On Thu, 24 Nov 2016, Richard Biener wrote:
> On Thu, 24 Nov 2016, Senthil Kumar Selvaraj wrote:
>
> > Hi,
> >
> > I've been analyzing a failing regtest (gcc.dg/strlenopt-8.c) for the avr
> > target. I found that the (dump) failure is because there are 4
> > instances of memcpy, while the testcase expects only 2 for a
> > non-strict align target like the avr.
> >
> > Comparing that with a dump generated by x64_64-pc-linux, I found that
> > the extra memcpy's come from the forwprop pass, when it replaces
> > strcat with strlen and memcpy. For x86_64, the memcpy generated gets
> > folded into a load/store in gimple_fold_builtin_memory_op. That
> > doesn't happen for the avr because len (2) happens to be bigger than
> > MOVE_MAX (1).
> >
> > The avr can only move 1 byte efficiently from reg <-> memory, but it's
> > more efficient to load and store 2 bytes than to call memcpy, so
> > MOVE_MAX_PIECES is set to 2.
> >
> > Given that gimple_fold_builtin_memory_op gets to choose between
> > leaving the memcpy call as is, or breaking it down to a by-pieces
> > move, shouldn't it use MOVE_MAX_PIECES instead of
> > MOV_MAX?
> >
> > That is what the below patch does, and that makes the test
> > pass. Does this sound right?
>
> No, as we handle both memcpy and memmove this way we rely on
> the whole storage fit in a single register so we do the
> right thing for overlapping memory.
So actually your patch doesn't chnage that, the ordering is ensured
by emitting a single GIMPLE load/store pair. There are only
four targets defining MOVE_MAX_PIECES, and one (s390) even has
a smaller MOVE_MAX_PIECES than MOVE_MAX (huh). AVR has larger
MOVE_MAX_PIECES than MOVE_MAX, but that seems to not make much
sense to me given their very similar description plus the
fact that AVR can only load a single byte at a time...
The x86 comment says
/* MOVE_MAX_PIECES is the number of bytes at a time which we can
move efficiently, as opposed to MOVE_MAX which is the maximum
number of bytes we can move with a single instruction.

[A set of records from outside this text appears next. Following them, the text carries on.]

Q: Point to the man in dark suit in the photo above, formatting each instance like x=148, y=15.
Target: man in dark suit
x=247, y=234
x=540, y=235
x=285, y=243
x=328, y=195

which doesn't match up with
@defmac MOVE_MAX
The maximum number of bytes that a single instruction can move quickly
between memory and registers or between two memory locations.
@end defmac
note "quickly" here. But OTOH
@defmac MOVE_MAX_PIECES
A C expression used by @code{move_by_pieces} to determine the largest unit
a load or store used to copy memory is. Defaults to @code{MOVE_MAX}.
@end defmac
here the only difference is "copy memory". But we try to special
case the one load - one store case, not generally "copy memory".
So I think MOVE_MAX matches my intent when writing the code.
Richard.
> Richard.
>
> > Regards
> > Senthil
> >
> > Index: gcc/gimple-fold.c
> > ===================================================================
> > --- gcc/gimple-fold.c (revision 242741)
> > +++ gcc/gimple-fold.c (working copy)
> > @@ -703,7 +703,7 @@
> > src_align = get_pointer_alignment (src);
> > dest_align = get_pointer_alignment (dest);
> > if (tree_fits_uhwi_p (len)
> > - && compare_tree_int (len, MOVE_MAX) <= 0
> > + && compare_tree_int (len, MOVE_MAX_PIECES) <= 0
> > /* ??? Don't transform copies from strings with known length this
> > confuses the tree-ssa-strlen.c. This doesn't handle
> > the case in gcc.dg/strlenopt-8.c which is XFAILed for that
> >
> >
>
>
--
Richard Biener <[email protected]>
SUSE LINUX GmbH, GF: Felix Imendoerffer, Jane Smithard, Graham Norton, HRB
21284 (AG Nuernberg)